Well of course they do, because they don’t know either the whole story or the consequences of adopting such a foolhardy policy. Because in the main when you’re young, fit, or thinking you’ll live forever, like I did, you simply want 'it' - that’s death - to go away. If you’ve seen a relative die slowly or lost someone suddenly, then you will know that most palliative care is wanting and that in general people don’t handle death very well in this country.
So where’s ‘the rub’ for someone who thought she’d live forever? Well it came to me late one February night when I sneezed without stopping for several hours. I was in my 30s, working freelance as a dramatherapist and still, I’d like to think, kicking a bit. I’d captured myself a young husband and had a one year old son. By the evening of that very same day I was completely paralysed. Not just a bit - completely.
I couldn’t breathe, speak, shit or scream, only my autonomic organs worked. I was in agony everyday, fully conscious and facing my death. It took me over five months to breathe on my own, six to begin to talk and nearly two years to feed myself without sticking things down my ears.
As I lay there I thought only about being alive. You see that’s the dichotomy about life - when you’re dying you think about living and when you’re living, well, you’re going to die.

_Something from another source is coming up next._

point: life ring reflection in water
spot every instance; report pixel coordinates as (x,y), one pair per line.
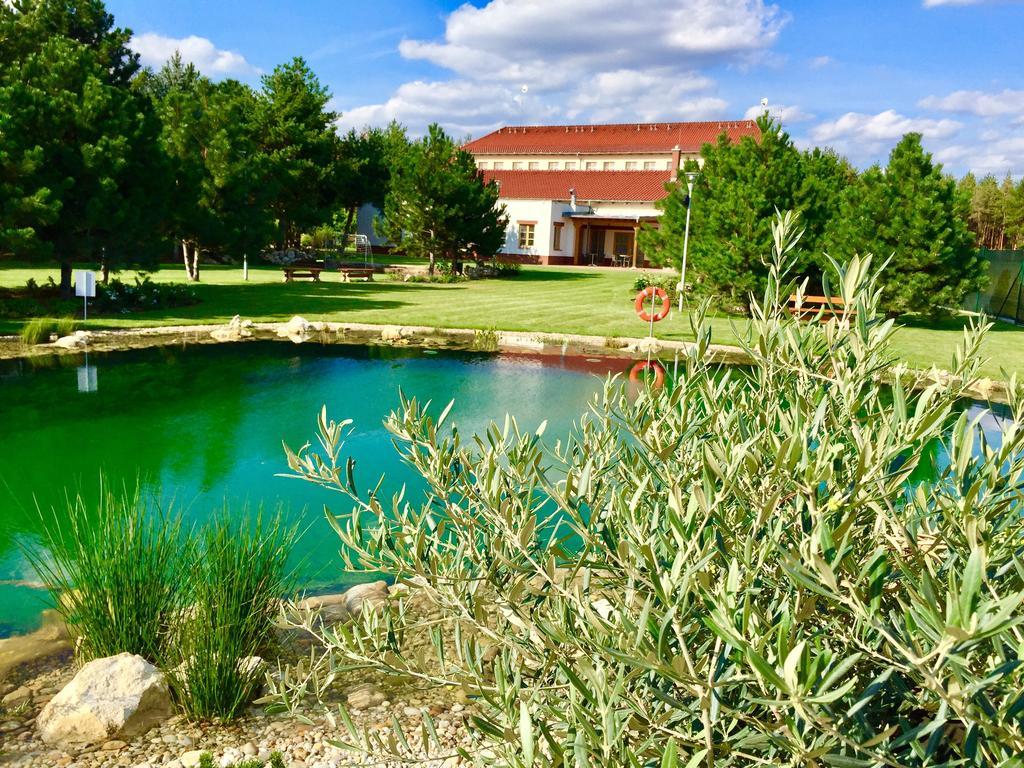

That doesn’t mean planning it for the sake of convenience or because there are those in society who find age and disability abhorrent and want to escape it at any cost. Rather like the Royal College of Physicians who planned to get rid of 6,000 ‘minimally conscious’ people but were halted in their tracks by Judge Baker during the ’M’ case. I will not pay that cost with my life.
I claim the right to live as I am, imperfect. I claim the right for others like me to live, despite it all and because of it all. I know what it’s like to be truly alone on a sea of pain and to have someone discuss your future, your place in society.

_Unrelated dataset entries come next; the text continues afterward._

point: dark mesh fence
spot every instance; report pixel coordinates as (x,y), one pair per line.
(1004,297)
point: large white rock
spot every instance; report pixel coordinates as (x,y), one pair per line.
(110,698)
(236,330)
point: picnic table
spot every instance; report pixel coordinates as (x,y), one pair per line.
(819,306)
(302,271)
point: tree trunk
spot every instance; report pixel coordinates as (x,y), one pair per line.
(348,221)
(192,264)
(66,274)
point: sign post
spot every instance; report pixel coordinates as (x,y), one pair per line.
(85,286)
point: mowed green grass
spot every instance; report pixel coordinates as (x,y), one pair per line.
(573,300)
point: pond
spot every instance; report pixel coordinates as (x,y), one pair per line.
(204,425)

I know what it would be like if you knew that euthanasia was possible and that was your fate. Death is the undiscovered country; some, for bent love, good intentions or money would have you take the trip. Don’t take it.
So, to Margo MacDonald and to her followers who once chose to leave rather than stay and listen to us I say, "If it was down to you I wouldn’t be here."
So Margo, for you: I’m still kicking.
Amen!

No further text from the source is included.